Low-Carbon

The International Panel on Climate Change (IPCC) and other climate change experts have concluded that carbon dioxide emissions from biomass are part of the natural carbon cycle. Because no more carbon is released than was absorbed during the lifetime of the biomass, and because this cycle is relatively short, biofuels such as wood residues and agricultural fiber are considered carbon neutral.

 

When fossil-fuels are burned to produce energy there is a net increase in carbon released to the atmosphere because it takes carbon that was safely stored underground and adds it to the atmosphere. That kind of carbon is called fossil carbon.

 

Biomass energy, however, deals with biogenic carbon – carbon that is already part of the atmospheric system. Biogenic carbon is part of a cycle in which carbon moves between oceans, terrestrial sources and the atmosphere. There’s no additional carbon released to the atmosphere because the carbon in question is already part of the global-carbon cycle, which includes the carbon in the atmosphere.

 

It’s not entirely unlike the difference between good cholesterol and bad cholesterol. You want to increase your good cholesterol and lower your bad cholesterol.

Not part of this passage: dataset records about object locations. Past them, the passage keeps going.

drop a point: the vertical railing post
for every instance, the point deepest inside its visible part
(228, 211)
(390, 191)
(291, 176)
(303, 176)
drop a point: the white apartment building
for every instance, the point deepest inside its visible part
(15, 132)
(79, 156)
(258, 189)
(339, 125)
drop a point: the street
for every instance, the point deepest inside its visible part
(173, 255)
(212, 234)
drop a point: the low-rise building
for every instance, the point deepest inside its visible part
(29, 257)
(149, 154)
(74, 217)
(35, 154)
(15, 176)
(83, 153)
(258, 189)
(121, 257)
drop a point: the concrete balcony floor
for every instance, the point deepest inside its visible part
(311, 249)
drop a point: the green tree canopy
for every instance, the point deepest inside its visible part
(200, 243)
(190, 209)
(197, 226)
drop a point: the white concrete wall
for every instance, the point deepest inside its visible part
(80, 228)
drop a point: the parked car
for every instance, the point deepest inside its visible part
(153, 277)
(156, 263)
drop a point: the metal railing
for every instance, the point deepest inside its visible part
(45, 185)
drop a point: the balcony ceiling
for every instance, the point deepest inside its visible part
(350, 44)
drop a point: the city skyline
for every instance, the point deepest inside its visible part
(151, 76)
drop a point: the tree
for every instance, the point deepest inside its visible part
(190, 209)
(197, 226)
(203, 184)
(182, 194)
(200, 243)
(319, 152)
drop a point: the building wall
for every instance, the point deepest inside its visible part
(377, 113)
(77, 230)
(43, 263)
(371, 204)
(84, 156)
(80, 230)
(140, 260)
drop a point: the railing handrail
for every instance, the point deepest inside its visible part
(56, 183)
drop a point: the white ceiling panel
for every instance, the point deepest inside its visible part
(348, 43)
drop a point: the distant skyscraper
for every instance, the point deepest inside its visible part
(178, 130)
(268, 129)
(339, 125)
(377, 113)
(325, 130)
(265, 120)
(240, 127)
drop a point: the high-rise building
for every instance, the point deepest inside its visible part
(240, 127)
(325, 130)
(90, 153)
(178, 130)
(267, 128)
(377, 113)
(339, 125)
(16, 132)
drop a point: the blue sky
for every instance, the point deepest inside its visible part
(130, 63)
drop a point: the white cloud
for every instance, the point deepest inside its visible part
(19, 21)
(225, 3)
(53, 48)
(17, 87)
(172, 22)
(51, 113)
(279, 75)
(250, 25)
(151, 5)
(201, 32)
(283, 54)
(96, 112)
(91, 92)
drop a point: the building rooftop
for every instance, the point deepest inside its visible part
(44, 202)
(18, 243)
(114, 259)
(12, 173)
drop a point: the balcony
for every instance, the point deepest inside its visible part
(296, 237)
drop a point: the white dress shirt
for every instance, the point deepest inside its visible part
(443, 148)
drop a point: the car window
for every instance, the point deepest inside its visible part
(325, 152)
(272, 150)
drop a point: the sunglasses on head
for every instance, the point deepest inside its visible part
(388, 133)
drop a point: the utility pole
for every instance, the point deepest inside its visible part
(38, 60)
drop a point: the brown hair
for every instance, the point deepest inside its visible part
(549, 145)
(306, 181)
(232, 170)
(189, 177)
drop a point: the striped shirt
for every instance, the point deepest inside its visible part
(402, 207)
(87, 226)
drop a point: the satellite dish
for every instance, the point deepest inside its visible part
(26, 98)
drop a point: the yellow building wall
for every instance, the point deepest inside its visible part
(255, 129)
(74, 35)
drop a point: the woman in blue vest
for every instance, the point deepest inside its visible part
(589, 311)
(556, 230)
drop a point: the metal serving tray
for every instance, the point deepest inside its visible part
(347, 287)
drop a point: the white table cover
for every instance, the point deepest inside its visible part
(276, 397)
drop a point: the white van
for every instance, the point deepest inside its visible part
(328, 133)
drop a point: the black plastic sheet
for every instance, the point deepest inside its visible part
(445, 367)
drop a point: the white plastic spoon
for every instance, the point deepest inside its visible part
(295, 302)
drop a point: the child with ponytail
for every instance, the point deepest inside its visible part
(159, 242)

Biogenic carbon is okay, but you want to lower the amount of fossil carbon being released into the air.

 

Furthermore, consider what happens to forest fuels not used in power plants; they decay or go up in smoke. Wildfire releases millions of tons of greenhouse gases in North America annually, including methane, which is 25 times nastier than carbon dioxide in the world of greenhouse gases. When wood decays, half its emissions take the form of methane. When woody biomass is used to produce energy, methane is oxidized in high-efficiency boilers; essentially none is emitted.

 

Biomass energy reduces the need to burn fossil-fuels for electricity, and the less fossil-fuel we burn the more we lower our carbon footprint.

Solutions

Forest-related industries - a key to climate-change solutions.

 

Modern forest management policies make a difference. They cut greenhouse gases, create more oxygen and…

  • Restore unhealthy forests.
  • Regenerate habitat.
  • Create climate-friendly products.
  • Provide a bio-energy alternative.